八子知礼『DX CX SX』(画像:クロスメディア・パブリッシング)
八子知礼『DX CX SX』(画像:クロスメディア・パブリッシング)

 移動がサービス化されると何が起こるのだろうか。一番の変化は、ビジネスの境目がなくなることだろう。業界の定義があいまいになるのだ。

 人工知能(AI)と自動運転で呼べば来てくれるオンデマンド型になると、

・土地に固定化されていた不動産
・駅前にしかなかったお店

が街なかを動き回る世界もやってくるかもしれない。不動産業や飲食業だけでなく、小売業など幅広いビジネス概念が変わる可能性を秘めているのだ。

 ビジネスモデルの変容と深い関係にあるのが、近年、話題のDXである。DXといえばIT機器導入のイメージを持つ人もいるかもしれないが、IT化とDXは異なる。

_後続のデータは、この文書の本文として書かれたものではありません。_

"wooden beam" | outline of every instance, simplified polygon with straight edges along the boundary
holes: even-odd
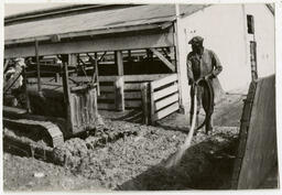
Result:
[[[150,48],[154,55],[156,55],[172,72],[175,72],[175,66],[163,56],[158,50],[155,48]]]
[[[118,79],[115,82],[115,96],[116,109],[118,111],[124,111],[124,82],[122,76],[118,77]]]
[[[141,99],[141,91],[124,91],[126,99]]]
[[[173,93],[176,93],[177,90],[178,90],[178,86],[177,85],[173,85],[173,86],[166,87],[164,89],[158,90],[153,95],[153,100],[161,99],[161,98],[163,98],[165,96],[169,96],[169,95],[171,95]]]
[[[6,62],[4,62],[4,68],[3,68],[3,73],[6,72],[6,69],[8,68],[8,64],[9,64],[9,58],[8,59],[6,59]]]
[[[149,124],[149,117],[150,117],[150,112],[149,112],[149,84],[144,83],[141,85],[141,96],[142,96],[142,110],[143,110],[143,122],[145,124]]]
[[[160,120],[160,119],[171,115],[172,112],[174,112],[178,109],[180,109],[180,104],[174,102],[173,105],[169,106],[167,108],[164,108],[163,110],[154,113],[153,115],[153,121]]]
[[[41,80],[40,80],[40,56],[39,56],[39,41],[35,41],[35,57],[37,64],[37,90],[41,91]]]
[[[177,80],[177,74],[172,74],[172,75],[166,76],[164,78],[152,82],[151,85],[152,85],[153,89],[156,89],[161,86],[164,86],[166,84],[171,84],[171,83],[176,82],[176,80]]]
[[[169,105],[171,105],[173,102],[178,101],[178,98],[180,98],[180,95],[178,94],[174,94],[174,95],[172,95],[170,97],[166,97],[166,98],[164,98],[164,99],[162,99],[160,101],[156,101],[155,102],[155,110],[160,110],[160,109],[162,109],[162,108],[164,108],[164,107],[166,107],[166,106],[169,106]]]
[[[41,55],[69,53],[107,52],[119,50],[138,50],[149,47],[173,46],[172,33],[138,34],[110,36],[86,41],[69,41],[41,44]],[[33,45],[21,45],[4,48],[4,58],[34,56]]]
[[[118,75],[123,76],[123,59],[122,59],[122,52],[121,51],[116,51],[115,52],[115,57],[116,57],[116,64],[118,66]]]
[[[93,31],[85,31],[85,32],[69,32],[69,33],[62,33],[57,34],[61,39],[72,39],[75,36],[94,36],[94,35],[101,35],[101,34],[112,34],[112,33],[122,33],[122,32],[132,32],[132,31],[142,31],[142,30],[154,30],[161,29],[159,24],[144,24],[144,25],[134,25],[134,26],[124,26],[124,28],[112,28],[112,29],[100,29],[100,30],[93,30]],[[6,40],[4,44],[21,44],[21,43],[30,43],[37,41],[50,41],[52,35],[43,35],[36,37],[25,37],[25,39],[12,39]]]
[[[23,76],[23,89],[24,89],[24,96],[25,96],[25,109],[30,113],[31,112],[31,104],[30,104],[30,97],[28,93],[28,78],[25,75],[25,67],[22,68],[22,76]]]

 DXについて詳しく書かれた八子知礼氏の『DX CX SX』(クロスメディア・パブリッシング)によると、すべてにおいてデータを活用するDXには三つの特徴があるという。

●暗黙知の形式化
 かつて、ものづくりの現場では職人の知見が重要視されてきた。知見は暗黙知であり、一人前になるには多くの修練と時間が必要だった。各種センサーや高精細カメラなどを活用しこうした知見のデータ化を試みるのがDXの特徴のひとつである。

●過去分析から将来予測への移行
 過去の蓄積データをAIで分析すると、未来の状況を精度高く予測できるようになる。データの蓄積によって、人間の知見や経験則を裏付けたり、課題や機会発見のきっかけが得られたりするため、より質の高い戦略を立てることが可能だ。

●部分最適から全体最適への転換
 DXが目指すのは、各部門の現場業務のコスト削減や効率化にとどまらない。データを活用することで、組織全体、あるいは業界や社会全体でシームレスな連携を生み出す。

 DXはコンセプトである。製品、サービス、ビジネスモデルの革新はもちろん、最新のデジタル技術を活用しながら、業務フローや組織のあり方、企業文化・風土を変えていこうとするのが目指す姿なのだ。